Si tu devais penser à une devise pour Riviera Paradise, ce serait quoi ?

Ben… Ready for more ! Comme le titre de l’album, qui est autant pour les gens qui nous découvrent que pour nous, dans le sens où on est prêts à défendre cet album sur scène, et aller plus loin, partager tout ça avec les auditeurs.

Le titre de l’album est en effet direct, et sous-entend « attendez-vous à beaucoup plus » !

Exactement, ce n’est qu’un début !

Un groupe de rock, c’est aussi la scène. Comment comptez vous défendre et présenter Ready for more sur les routes ?

On va le défendre sur scène en jouant le plus possible en France et à l’étranger. On a des concerts de prévus, mais l’agenda peine à se remplir… Etant indépendants, on a passé beaucoup de temps à préparer et finaliser cet album. Maintenant, on rentre dans la phase de promotion.
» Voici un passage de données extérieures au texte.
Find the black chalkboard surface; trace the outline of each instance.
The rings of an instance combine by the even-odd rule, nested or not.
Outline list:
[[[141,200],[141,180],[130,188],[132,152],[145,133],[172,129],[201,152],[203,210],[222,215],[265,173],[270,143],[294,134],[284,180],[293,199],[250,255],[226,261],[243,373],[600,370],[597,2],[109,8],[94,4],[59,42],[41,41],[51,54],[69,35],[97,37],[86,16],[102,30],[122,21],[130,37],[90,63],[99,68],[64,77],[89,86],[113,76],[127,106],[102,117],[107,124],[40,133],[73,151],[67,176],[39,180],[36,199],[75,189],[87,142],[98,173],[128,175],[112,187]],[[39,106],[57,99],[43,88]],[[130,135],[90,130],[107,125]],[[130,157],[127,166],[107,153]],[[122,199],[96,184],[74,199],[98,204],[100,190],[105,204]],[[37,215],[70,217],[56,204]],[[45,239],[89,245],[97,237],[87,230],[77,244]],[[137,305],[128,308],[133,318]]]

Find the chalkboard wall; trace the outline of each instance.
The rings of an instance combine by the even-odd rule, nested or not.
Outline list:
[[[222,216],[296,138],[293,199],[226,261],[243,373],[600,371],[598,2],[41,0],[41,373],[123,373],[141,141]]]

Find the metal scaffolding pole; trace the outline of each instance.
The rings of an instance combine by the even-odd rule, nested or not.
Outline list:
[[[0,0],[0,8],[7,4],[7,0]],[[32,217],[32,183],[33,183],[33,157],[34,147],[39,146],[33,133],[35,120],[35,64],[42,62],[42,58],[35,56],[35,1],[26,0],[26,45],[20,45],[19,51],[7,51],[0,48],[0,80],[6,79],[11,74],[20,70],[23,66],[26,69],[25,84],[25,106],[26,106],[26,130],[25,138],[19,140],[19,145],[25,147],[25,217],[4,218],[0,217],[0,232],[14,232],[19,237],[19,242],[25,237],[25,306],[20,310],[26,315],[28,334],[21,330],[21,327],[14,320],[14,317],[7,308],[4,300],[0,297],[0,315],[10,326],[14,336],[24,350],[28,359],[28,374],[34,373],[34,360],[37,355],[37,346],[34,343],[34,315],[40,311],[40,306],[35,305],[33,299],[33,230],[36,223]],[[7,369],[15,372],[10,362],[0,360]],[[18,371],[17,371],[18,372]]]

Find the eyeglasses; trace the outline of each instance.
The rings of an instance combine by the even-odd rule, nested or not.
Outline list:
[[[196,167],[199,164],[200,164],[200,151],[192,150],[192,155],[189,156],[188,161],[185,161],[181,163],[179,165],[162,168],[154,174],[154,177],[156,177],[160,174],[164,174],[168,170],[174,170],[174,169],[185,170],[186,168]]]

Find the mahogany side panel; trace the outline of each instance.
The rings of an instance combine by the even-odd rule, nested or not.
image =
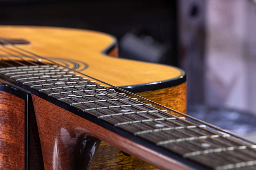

Il faut d’abord faire connaitre notre album. On a quelques concerts de prévus : le 242 mai à Soisson, le 8 juin à Coulommiers, et quelques autres dates pendant l’été. Mais d’abord, on a besoin de faire écouter notre musique pour que les gens se déplacent aux concerts. Ce qu’on voudrait, c’est que les gens viennent pour nous voir, et pour qu’ils viennent, il faut qu’ils nous aient déjà entendus.

As-tu quelque chose à ajouter pour terminer cet entretien ?

Déjà je tiens à te remercier et j’espère que cette interview et ta chronique donneront envie aux gens d’écouter cet album. Et j’espère un jour venir jouer au Dropkick à Orléans. On est en train de voir si c’est possible.

WATERTANK: Liminal status

France, Rock (Atypeek music, 2024)

Voici bientôt 20 ans que Watertank a vu le jour du côté de Nantes… De la formation d’origine, il ne reste que Thomas Boutet, guitariste au chant torturé qui a vu son groupe plusieurs fois remodelé. Aujourd’hui entouré de Romain Donet (guitare), Willie Etié (basse) et Matthieu Bellemere (batterie), le groupe nous offre son quatrième album, un disque forgé dans un rock que certains définissent comme indépendant ou alternatif. Les guitares saturées et déterminées enrobent un chant étouffé et mélancolique sur des rythmes variés. Avec Liminal status, Watertank évoque en musique une forme de souffrance intérieure, explore des univers rock et grungy, parfois sombres, à d’autres moments rassurants. On se laisse entrainer dans cet univers sonore sans pour autant sombrer dans la déprime. Watertank nous offre un album épuré, dépouillé, au propos musical direct.

W!ZARD: Not good enough

France, Punk/Electro (Autoproduction, 2024)

W!zard, kézako? W!izard est un trio formé en 2018 par le bassiste chanteur Romain Arnault, le guitariste Manuel Cayla et le batteur Finn Sally, remplacé en 2021 par julien Bordenave et qui propose un mélange de punk rock et d’électro. Des rythmes de boites de nuit, hypnotiques et entrainants à mille lieux du metal hormis l’esprit enragé qui s’en détache. Le premier album, Not good enough étonne par ses aspects décalés de chansons démembrées qui évoquent autant le punk originel que la new wave british des 80’s et qui s’écoutent volontiers un coup dans le nez. W!zard nous propose un album surprenant qui s’adresse à un public varié, amateur de rythmes pop et/ou syncopés, de sons psychés et d’énergie communicative.